Acknowledgment statement for any data distributed by NIAGADS:

Data for this study were prepared, archived, and distributed by the National Institute on Aging Alzheimer’s Disease Data Storage Site (NIAGADS) at the University of Pennsylvania (U24-AG041689), funded by the National Institute on Aging.

Use the study-specific acknowledgement statements below (as applicable):

For investigators using any data from this dataset:

Please cite/reference the use of NIAGADS data by including the accession NG00119.

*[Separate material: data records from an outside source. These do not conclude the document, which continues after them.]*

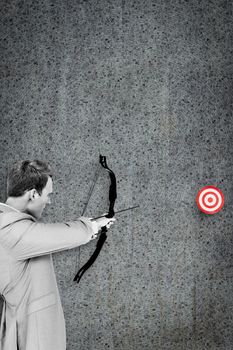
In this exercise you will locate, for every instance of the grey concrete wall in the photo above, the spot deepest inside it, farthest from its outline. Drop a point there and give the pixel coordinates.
(148, 84)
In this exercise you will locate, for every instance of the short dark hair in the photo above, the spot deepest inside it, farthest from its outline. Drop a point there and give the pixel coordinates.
(26, 175)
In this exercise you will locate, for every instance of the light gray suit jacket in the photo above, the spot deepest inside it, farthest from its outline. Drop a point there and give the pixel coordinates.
(32, 317)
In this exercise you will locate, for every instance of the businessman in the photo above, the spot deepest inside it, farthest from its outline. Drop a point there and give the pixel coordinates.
(32, 315)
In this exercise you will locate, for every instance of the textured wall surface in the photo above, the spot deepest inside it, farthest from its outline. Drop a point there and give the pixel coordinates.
(148, 84)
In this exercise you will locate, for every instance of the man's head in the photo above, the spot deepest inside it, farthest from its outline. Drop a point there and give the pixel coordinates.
(29, 184)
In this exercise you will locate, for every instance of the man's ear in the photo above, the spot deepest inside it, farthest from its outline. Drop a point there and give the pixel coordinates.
(33, 194)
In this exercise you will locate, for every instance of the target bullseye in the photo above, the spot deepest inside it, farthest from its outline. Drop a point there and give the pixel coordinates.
(210, 200)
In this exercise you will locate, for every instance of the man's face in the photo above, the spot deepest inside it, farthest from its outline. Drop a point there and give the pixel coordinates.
(40, 201)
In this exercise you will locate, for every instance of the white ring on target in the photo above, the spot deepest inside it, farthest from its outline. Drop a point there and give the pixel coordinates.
(213, 191)
(211, 203)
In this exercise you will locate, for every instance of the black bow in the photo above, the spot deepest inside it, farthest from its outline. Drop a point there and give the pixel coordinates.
(103, 234)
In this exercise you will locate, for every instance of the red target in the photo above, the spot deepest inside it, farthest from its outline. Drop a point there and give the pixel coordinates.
(210, 200)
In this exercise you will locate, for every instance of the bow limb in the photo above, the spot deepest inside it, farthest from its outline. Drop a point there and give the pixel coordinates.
(103, 234)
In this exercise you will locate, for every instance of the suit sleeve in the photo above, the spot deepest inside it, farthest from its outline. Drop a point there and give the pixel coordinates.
(27, 239)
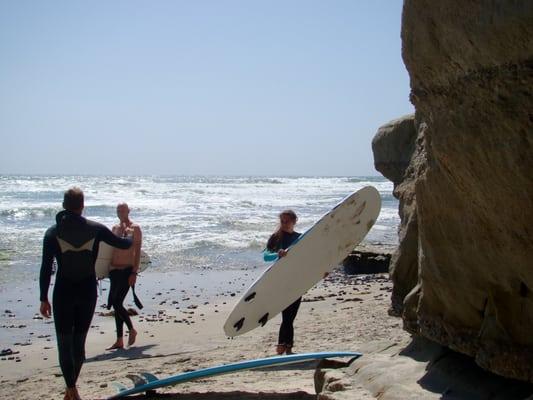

For investigators using LASI-DAD (sa000019) data:

In text: "The Longitudinal Aging Study in India, Diagnostic Assessment of Dementia data is sponsored by the National Institute on Aging (grant numbers R01AG051125 and U01AG065958) and is conducted by the University of Southern California."

In references: "The Longitudinal Aging Study in India, Diagnostic Assessment of Dementia Study. Produced and distributed by the University of Southern California with funding from the National Institute on Aging (grant numbers R01AG051125 and U01AG065958), Los Angles, CA."

For investigators using HRS (sa000021) data:

HRS is supported by the National Institute on Aging (NIA U01AG009740). The genotyping was partially funded by separate awards from NIA (RC2 AG036495 and RC4 AG039029). Our genotyping was conducted by the NIH Center for Inherited Disease Research (CIDR) at Johns Hopkins University. Genotyping quality control and final preparation were performed by the Genetics Coordinating Center at University of Washington (Phases 1-3) and the University of Michigan (Phase 4).